Hi all,
Forgive me if this has been addressed elsewhere, but I browsed around and I didn’t find a good answer.
How to preserve italics after compiling to Epub? I tried Format > Formatting > Preserve Formatting, but it did not work: font size changed.
The only solution is to check “As-Is”? If so, what font and font size should I use to uniform that “As-Is” paragraph to the rest of the Epub?
And if I have a novel to compile with a lot of italics words here and there, what I have to do? To check “As-Is” and then to adjust every paragraph with italics words?
There is a better solution to preserve italics?
Thanks,
Francesco
Normally you should not have to do anything special. There must be a conflict of settings somewhere.
Do you have the option enabled in the Transformations compile option pane to convert italics to underscores? This is typically more useful in a submission manuscript, so it is often on in the starter templates where it would be relevant.
Preserve Formatting is a range based tool. You select some text and apply it to the text. It’s useful if you use blockquotes, sub-section headings or anything else that shouldn’t be reformatted to body text by the compiler.
Compile As-Is is a per-document setting, and best used when there is one section that should just be passed through as it. Consequently it is most useful for things like the title page and the dedication. Neither of these tools are meant to be used wholesale. If you’ve spent the time to format your work in the editor, you can just switch off the whole formatting apparatus for body text in the Formatting compile option pane with the checkbox at the top.
This is all just general info. If italics are being converted globally then formatting panes and as-is and all that won’t make a difference (Formatting override is specifically programmed to preserve inline formatting like italics, as hardly anyone would want to obliterate them). If switching the conversion off does not work, or if it was never on to begin with, then let me know which device you are using to preview the e-book, what font you have chosen for main text the Formatting compile pane (some do not support italics) and anything else you think might be relevant.

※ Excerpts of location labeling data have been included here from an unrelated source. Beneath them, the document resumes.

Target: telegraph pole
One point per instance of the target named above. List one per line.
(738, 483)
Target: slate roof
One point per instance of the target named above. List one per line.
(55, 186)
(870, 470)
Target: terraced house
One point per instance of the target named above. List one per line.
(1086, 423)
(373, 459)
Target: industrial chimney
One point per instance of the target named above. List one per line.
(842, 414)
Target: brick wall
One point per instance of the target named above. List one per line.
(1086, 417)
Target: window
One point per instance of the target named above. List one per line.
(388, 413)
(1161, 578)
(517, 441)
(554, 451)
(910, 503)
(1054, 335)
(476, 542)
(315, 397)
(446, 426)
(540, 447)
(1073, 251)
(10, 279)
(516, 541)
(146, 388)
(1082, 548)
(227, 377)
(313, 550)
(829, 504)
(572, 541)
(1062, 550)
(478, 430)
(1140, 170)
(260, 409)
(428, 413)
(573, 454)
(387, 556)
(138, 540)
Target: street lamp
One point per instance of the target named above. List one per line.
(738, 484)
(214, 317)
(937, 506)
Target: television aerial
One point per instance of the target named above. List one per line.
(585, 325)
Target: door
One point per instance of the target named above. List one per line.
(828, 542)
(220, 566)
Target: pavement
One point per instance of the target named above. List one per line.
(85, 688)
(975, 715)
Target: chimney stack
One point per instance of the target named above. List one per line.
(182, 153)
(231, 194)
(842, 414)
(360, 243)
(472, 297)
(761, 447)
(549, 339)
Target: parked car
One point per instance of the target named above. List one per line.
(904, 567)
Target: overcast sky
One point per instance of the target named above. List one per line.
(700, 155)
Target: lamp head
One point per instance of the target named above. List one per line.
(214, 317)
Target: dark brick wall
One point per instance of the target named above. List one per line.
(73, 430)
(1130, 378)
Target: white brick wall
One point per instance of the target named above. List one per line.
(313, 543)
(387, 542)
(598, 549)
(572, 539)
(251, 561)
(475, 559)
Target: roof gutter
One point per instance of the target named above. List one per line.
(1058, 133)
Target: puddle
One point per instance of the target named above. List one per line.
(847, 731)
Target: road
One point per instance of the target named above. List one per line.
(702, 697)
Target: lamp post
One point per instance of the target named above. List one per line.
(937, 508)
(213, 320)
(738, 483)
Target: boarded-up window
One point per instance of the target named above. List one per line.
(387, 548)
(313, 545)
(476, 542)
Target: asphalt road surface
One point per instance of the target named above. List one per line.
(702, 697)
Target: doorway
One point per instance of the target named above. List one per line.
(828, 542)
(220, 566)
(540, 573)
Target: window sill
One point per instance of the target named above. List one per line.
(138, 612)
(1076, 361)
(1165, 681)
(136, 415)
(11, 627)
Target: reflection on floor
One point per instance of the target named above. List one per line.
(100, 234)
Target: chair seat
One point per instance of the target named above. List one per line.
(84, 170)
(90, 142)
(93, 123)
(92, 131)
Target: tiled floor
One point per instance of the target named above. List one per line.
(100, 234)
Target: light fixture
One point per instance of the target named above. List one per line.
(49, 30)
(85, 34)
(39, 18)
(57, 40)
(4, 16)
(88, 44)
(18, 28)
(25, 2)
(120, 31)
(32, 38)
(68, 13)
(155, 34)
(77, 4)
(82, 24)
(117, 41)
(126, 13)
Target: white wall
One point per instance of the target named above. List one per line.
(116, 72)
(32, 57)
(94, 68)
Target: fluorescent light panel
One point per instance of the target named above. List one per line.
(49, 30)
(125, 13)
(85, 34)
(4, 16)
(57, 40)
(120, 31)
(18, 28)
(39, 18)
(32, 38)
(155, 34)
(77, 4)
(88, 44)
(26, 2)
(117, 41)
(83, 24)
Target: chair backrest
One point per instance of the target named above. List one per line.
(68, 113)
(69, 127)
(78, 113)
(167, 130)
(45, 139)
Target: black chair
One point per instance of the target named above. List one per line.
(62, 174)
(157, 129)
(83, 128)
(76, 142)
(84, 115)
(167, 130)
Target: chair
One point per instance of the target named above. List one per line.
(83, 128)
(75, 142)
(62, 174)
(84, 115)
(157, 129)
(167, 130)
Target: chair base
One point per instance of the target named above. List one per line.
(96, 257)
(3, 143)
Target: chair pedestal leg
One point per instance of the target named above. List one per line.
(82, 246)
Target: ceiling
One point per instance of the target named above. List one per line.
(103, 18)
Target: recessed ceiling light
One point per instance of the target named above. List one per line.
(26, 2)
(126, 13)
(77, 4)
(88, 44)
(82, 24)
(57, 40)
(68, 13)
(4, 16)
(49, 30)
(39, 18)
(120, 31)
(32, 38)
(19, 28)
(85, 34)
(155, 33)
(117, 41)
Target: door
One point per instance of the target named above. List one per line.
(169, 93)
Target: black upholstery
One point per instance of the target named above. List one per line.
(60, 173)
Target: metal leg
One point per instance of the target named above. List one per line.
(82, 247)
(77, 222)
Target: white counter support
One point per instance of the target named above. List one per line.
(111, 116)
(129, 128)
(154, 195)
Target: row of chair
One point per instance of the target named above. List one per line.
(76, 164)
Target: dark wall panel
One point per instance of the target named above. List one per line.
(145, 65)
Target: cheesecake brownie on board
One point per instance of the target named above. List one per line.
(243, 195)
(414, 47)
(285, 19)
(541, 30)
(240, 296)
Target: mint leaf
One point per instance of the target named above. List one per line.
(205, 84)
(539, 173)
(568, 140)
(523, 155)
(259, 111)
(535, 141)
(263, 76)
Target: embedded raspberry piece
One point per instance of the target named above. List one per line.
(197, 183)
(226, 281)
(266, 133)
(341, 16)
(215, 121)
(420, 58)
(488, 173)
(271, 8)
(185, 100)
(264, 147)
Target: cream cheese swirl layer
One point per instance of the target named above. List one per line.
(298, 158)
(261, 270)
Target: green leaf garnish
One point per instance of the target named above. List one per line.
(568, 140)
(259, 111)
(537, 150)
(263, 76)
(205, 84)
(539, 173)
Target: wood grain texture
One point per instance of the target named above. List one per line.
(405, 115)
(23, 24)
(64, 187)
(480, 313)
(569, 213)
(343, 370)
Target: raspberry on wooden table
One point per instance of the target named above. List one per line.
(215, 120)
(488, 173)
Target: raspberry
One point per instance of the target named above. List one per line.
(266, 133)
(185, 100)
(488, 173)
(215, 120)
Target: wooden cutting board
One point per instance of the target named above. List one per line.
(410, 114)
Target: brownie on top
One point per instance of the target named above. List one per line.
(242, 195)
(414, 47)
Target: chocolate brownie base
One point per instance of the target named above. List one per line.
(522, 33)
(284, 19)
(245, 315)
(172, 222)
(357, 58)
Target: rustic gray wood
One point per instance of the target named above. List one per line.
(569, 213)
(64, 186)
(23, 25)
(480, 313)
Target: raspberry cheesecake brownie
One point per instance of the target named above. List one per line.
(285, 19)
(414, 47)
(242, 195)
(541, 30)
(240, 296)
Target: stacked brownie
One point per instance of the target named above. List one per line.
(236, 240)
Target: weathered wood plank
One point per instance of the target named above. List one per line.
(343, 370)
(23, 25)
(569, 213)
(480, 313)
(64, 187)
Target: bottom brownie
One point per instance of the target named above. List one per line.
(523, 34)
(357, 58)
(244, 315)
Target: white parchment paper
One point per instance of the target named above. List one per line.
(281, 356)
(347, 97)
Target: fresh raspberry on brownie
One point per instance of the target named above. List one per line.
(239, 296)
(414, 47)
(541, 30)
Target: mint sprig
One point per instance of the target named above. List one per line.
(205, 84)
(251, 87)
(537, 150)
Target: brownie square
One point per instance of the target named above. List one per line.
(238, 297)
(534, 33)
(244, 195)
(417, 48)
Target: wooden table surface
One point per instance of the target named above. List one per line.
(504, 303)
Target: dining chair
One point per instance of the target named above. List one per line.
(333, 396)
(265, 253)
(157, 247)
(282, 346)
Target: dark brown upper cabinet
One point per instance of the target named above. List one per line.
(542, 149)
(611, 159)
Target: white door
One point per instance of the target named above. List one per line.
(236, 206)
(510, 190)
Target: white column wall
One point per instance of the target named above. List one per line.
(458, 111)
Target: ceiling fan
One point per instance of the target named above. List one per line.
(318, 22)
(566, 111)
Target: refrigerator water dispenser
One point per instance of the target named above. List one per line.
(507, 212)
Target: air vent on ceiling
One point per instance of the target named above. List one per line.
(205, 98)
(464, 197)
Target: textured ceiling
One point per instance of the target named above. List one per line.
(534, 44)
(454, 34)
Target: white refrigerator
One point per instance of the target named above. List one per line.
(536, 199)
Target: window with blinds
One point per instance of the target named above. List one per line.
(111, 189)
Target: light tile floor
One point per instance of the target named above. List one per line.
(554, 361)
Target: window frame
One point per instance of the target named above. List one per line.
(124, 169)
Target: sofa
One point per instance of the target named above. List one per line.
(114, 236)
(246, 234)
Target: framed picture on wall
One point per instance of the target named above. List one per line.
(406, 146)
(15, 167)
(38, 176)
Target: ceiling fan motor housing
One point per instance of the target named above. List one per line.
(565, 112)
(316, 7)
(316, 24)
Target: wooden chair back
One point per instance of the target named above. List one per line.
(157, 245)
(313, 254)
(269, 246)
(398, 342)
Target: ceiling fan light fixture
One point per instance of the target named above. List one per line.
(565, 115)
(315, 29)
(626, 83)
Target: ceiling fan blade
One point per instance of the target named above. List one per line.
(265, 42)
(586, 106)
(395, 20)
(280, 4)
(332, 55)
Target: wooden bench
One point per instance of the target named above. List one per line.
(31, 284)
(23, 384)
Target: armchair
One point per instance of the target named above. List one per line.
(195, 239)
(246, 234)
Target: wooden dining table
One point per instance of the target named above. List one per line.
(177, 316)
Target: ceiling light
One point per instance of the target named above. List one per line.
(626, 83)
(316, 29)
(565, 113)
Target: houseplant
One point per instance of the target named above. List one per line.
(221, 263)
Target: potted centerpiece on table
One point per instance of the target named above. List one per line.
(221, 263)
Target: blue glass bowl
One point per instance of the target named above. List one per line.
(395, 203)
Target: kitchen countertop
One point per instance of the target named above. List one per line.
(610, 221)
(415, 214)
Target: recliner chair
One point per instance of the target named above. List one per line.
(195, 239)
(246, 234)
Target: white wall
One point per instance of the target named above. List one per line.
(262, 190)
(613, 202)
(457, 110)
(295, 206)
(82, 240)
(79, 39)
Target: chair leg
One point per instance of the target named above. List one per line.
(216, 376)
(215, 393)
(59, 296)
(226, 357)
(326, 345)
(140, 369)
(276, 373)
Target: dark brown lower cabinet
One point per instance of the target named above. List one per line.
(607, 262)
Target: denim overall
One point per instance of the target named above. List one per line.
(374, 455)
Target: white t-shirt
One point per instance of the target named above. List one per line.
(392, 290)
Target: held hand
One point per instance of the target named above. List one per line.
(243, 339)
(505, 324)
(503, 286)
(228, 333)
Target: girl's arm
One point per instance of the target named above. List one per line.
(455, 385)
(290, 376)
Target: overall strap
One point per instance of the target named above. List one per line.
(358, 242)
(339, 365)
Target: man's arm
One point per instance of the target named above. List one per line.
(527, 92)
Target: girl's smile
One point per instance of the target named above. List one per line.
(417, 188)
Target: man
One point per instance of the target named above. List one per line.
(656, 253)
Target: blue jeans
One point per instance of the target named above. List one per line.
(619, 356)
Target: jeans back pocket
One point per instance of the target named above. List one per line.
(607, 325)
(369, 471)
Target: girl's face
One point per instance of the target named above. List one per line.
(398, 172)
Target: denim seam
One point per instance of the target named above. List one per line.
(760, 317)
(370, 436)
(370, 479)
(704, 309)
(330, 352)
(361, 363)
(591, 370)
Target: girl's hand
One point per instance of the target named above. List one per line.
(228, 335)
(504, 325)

Thank you very much for your complete answer, this forum is amazing and very useful (as much as Scrivener, of course).
I solved my problem: I had chosen a font which doesn’t support italics. It was the default ebook font, I think. Anyway, what’s the best (most used) font to compile a mobi ebook?
All the best!
For the most part fonts are not something you need to worry too much about with e-book publishing. Most e-book reading devices are going to supply the user with a predetermined selection of fonts, which may vary from one or two fonts like the earlier Kindles, to maybe six to eight fonts like the Fire and Paperwhite. Either way, the reader typically chooses the font they wish to read all of their books in. So whatever you choose will end up getting overridden anyway, if it even could be chosen to begin with (not every device lets the publisher specify this at all, and all of the that do only do so as an option that is typically off by default, so we might as well assume that 99% will never see the font you chose).
The important thing is just to choose a font that does have italics, so that these formatting codes can make it through to the end result. For example, in our “E-book” compile preset, we just force the body font to Optima, which is a font no e-book reader can even display, but it is a font with a wide variety of features available to it, meaning that the maximum amount of capable formatting will make it through.